South Korean scientists created a special low-calorie and vitamin-rich version of kimchi for Yi.

===Return flight===
At the end of the mission, Yi returned to Earth along with ISS crew members Peggy Whitson and Yuri Malenchenko aboard Soyuz TMA-11, on April 19, 2008. Due to a malfunction with the Soyuz, the craft followed a ballistic re-entry which subjected the crew to severe gravitational forces up to 10 times the amount experienced on Earth. As a result of the re-entry, the TMA-11 craft used in the return flight landed 260 mi off-course from its target in Kazakhstan. All three survived, although they required medical observation upon landing. Yi was hospitalized after her return to Korea due to severe back pains.

===Post-flight===
Post space flight, Yi worked as a researcher at KARI and as Korea's space ambassador with Ko San. She received income from subsequent TV commercials. On October 4, 2008, Yi launched the International Institute of Space Commerce at a ceremony held in Douglas, Isle of Man.
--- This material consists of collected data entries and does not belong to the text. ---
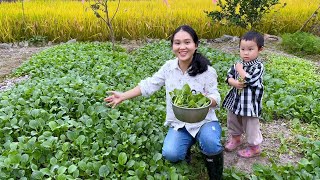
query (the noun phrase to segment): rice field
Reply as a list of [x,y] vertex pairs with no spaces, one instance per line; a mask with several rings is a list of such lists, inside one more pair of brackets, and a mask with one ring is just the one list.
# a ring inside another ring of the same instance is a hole
[[[282,0],[285,8],[274,8],[258,29],[269,34],[295,32],[311,16],[320,0]],[[106,24],[90,9],[93,1],[29,0],[0,3],[0,42],[14,42],[43,36],[54,42],[76,38],[80,41],[108,40]],[[112,17],[118,1],[109,1]],[[181,24],[193,26],[201,38],[223,34],[240,35],[245,30],[213,23],[204,11],[217,9],[211,0],[136,0],[124,1],[112,25],[117,40],[168,38]],[[103,14],[102,14],[103,16]],[[319,15],[318,15],[319,16]],[[319,19],[319,18],[318,18]]]

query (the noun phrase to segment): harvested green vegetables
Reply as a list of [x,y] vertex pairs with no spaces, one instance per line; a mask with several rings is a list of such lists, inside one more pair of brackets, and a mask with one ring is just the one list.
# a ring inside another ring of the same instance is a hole
[[201,108],[210,104],[211,100],[201,93],[193,94],[190,86],[185,84],[182,89],[169,92],[172,103],[179,107]]
[[[243,79],[241,76],[239,76],[238,81],[241,82],[241,83],[243,83],[243,82],[244,82],[244,79]],[[242,89],[238,89],[238,95],[239,95],[239,96],[241,95],[241,92],[242,92]]]

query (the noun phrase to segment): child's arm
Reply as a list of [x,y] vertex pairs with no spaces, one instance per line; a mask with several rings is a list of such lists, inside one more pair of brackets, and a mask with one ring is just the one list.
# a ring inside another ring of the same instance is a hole
[[234,78],[228,78],[228,83],[230,84],[230,86],[233,86],[236,89],[243,89],[245,86],[243,82],[240,82]]
[[236,64],[236,71],[239,73],[242,79],[246,78],[247,72],[243,69],[243,64],[242,63],[237,63]]
[[226,82],[230,86],[235,87],[236,89],[243,89],[245,86],[244,83],[235,79],[235,74],[236,74],[236,65],[232,65],[232,67],[228,70]]
[[256,65],[251,72],[246,72],[243,69],[243,64],[236,64],[236,71],[244,79],[245,85],[256,86],[255,83],[262,77],[264,72],[264,67],[262,63]]

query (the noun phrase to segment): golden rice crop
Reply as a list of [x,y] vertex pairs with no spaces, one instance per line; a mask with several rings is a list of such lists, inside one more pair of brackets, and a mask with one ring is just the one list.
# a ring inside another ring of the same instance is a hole
[[[93,1],[91,1],[92,3]],[[223,34],[241,35],[245,30],[211,22],[204,11],[217,8],[211,0],[121,1],[112,24],[116,39],[168,38],[181,24],[193,26],[201,38],[215,38]],[[320,4],[320,0],[282,0],[287,6],[278,13],[271,12],[258,29],[279,34],[297,31]],[[109,2],[113,16],[117,1]],[[0,42],[46,36],[49,40],[104,41],[108,28],[96,18],[87,1],[30,0],[22,3],[0,4]],[[275,9],[279,9],[279,6]]]

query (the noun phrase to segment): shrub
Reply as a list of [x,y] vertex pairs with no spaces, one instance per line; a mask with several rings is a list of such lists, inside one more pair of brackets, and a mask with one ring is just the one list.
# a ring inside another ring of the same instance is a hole
[[[261,22],[264,14],[271,11],[271,8],[279,3],[279,0],[218,0],[217,6],[221,11],[215,10],[206,12],[213,22],[224,22],[236,25],[245,29],[255,29]],[[284,6],[286,3],[284,4]]]
[[285,51],[296,55],[320,54],[320,38],[306,32],[285,33],[282,35],[282,47]]

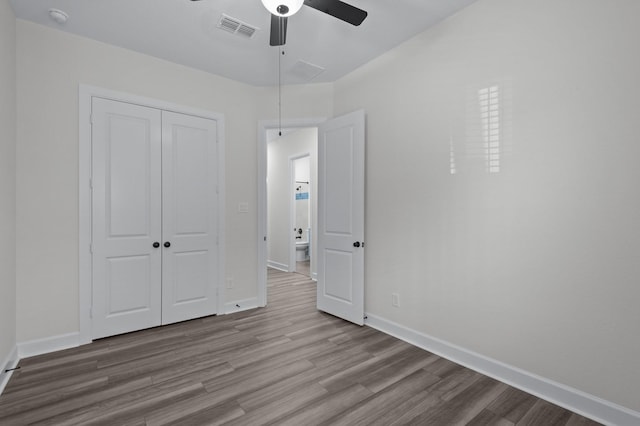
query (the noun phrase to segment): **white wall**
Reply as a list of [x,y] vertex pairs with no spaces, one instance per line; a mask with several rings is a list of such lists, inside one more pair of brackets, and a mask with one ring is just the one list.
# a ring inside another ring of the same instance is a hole
[[[257,87],[254,100],[262,120],[278,120],[278,88]],[[282,120],[333,116],[333,84],[282,87]]]
[[[3,27],[4,31],[4,27]],[[3,58],[4,60],[4,58]],[[3,62],[4,63],[4,62]],[[17,340],[78,331],[78,85],[225,115],[227,302],[257,294],[256,129],[277,92],[17,21]],[[283,91],[288,118],[327,116],[331,85]],[[249,203],[240,213],[238,204]]]
[[[78,85],[225,114],[228,300],[255,295],[253,89],[18,20],[18,341],[78,330]],[[228,232],[229,233],[229,232]],[[242,262],[238,257],[242,256]]]
[[9,0],[0,0],[0,369],[16,345],[15,22]]
[[336,83],[368,114],[367,312],[640,410],[638,17],[480,0]]
[[[317,191],[318,129],[306,128],[284,134],[267,146],[267,259],[272,264],[290,266],[289,244],[295,225],[290,226],[289,223],[289,158],[304,153],[310,154],[311,210],[315,211],[317,204],[313,194]],[[316,215],[312,213],[312,234],[316,224]],[[313,247],[311,251],[315,253]],[[314,273],[315,262],[312,260],[311,263],[311,272]]]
In 2009, Yi became the first astronaut to attend the International Space University (ISU) Space Studies Program (SSP) at NASA Ames Research Center, held in conjunction with the inaugural class of the Singularity University (SU) Graduate Studies Program (GSP).

Based on her early career success, Yi was listed as one of the Fifteen Asian Scientists To Watch by Asian Scientist Magazine in May 2011.

== Career after flight ==
On August 13, 2014, the Korean Aerospace Research Institute announced Yi's resignation for personal reasons. In an interview, she said she resigned to study for an MBA.

After receiving her MBA from the University of California, Berkeley Haas School of Business, Yi joined the Association of Spaceflight Professionals. She has lived in Washington state, United States and taught physics at the Everett Community College in Washington, United States since 2016. She has also lectured at the University of Washington. In 2021, she was selected as a Karman Project Fellow for her work in space.